Max Ferguson, OC (February 10, 1924 – March 7, 2013) was a Canadian radio personality and satirist, best known for his long-running radio programs Rawhide and The Max Ferguson Show on the Canadian Broadcasting Corporation (CBC).

Biography

Early life 
Max Ferguson was born on 10 February 1924, in Crook, Durham, England, the second son of William George (George) Ferguson and Isabella Frances (Isabel) née Finnegan.

In 1926, with Max barely past his second birthday, the Ferguson family emigrated to Canada, departing from Cobh, Ireland on 22 May aboard the Minnedosa, and arriving in Montreal, Quebec on the 29th. They eventually settled in Ontario.

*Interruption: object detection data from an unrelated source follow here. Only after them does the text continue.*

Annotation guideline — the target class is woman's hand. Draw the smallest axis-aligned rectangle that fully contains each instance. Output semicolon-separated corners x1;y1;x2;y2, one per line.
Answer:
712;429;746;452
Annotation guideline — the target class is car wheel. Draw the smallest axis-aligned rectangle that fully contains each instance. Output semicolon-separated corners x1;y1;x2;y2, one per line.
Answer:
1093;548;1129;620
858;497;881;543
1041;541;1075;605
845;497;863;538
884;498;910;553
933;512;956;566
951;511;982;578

Other than an occasional trip to Ireland, visiting relatives in his mother's birthplace in County Laois (aka County Leix and Queen's County), Ferguson was raised in London, Ontario, and graduated from the University of Western Ontario with a BA in English and French.

Career 

In the summer of 1946 he was hired as an announcer at radio station CFPL in London, but later that year relocated to Halifax, Nova Scotia, for the opportunity to join the CBC as a staff announcer with the local station in the CBC Halifax Radio Building. According to his autobiography, And Now...Here's Max (1967), he was appalled to find among his assignments the task of hosting a cowboy music show called After Breakfast Breakdown. To protect his anonymity, and in hopes of quick reassignment, he improvised the character of "Old Rawhide", assuming the voice of an elderly ranch hand and giving colourfully disdainful appraisals of the songs he introduced. The character was a breath of fresh air to listeners of the staid national broadcaster, and they relayed their approval with volumes of mail. Accepting his fate, Ferguson devised an entire repertory company of raucous and bizarre characters to interact with Rawhide (all voiced by Ferguson) to amuse himself and his audience, creating daily skits which parodied literary classics and satirized current events and CBC personalities.  Recurring characters (other than Rawhide) included pompous, adenoidal CBC announcer Marvin Mellobell, The Goomer Brothers, Little Harold, The Black Widow Spider, and the adventurous Granny.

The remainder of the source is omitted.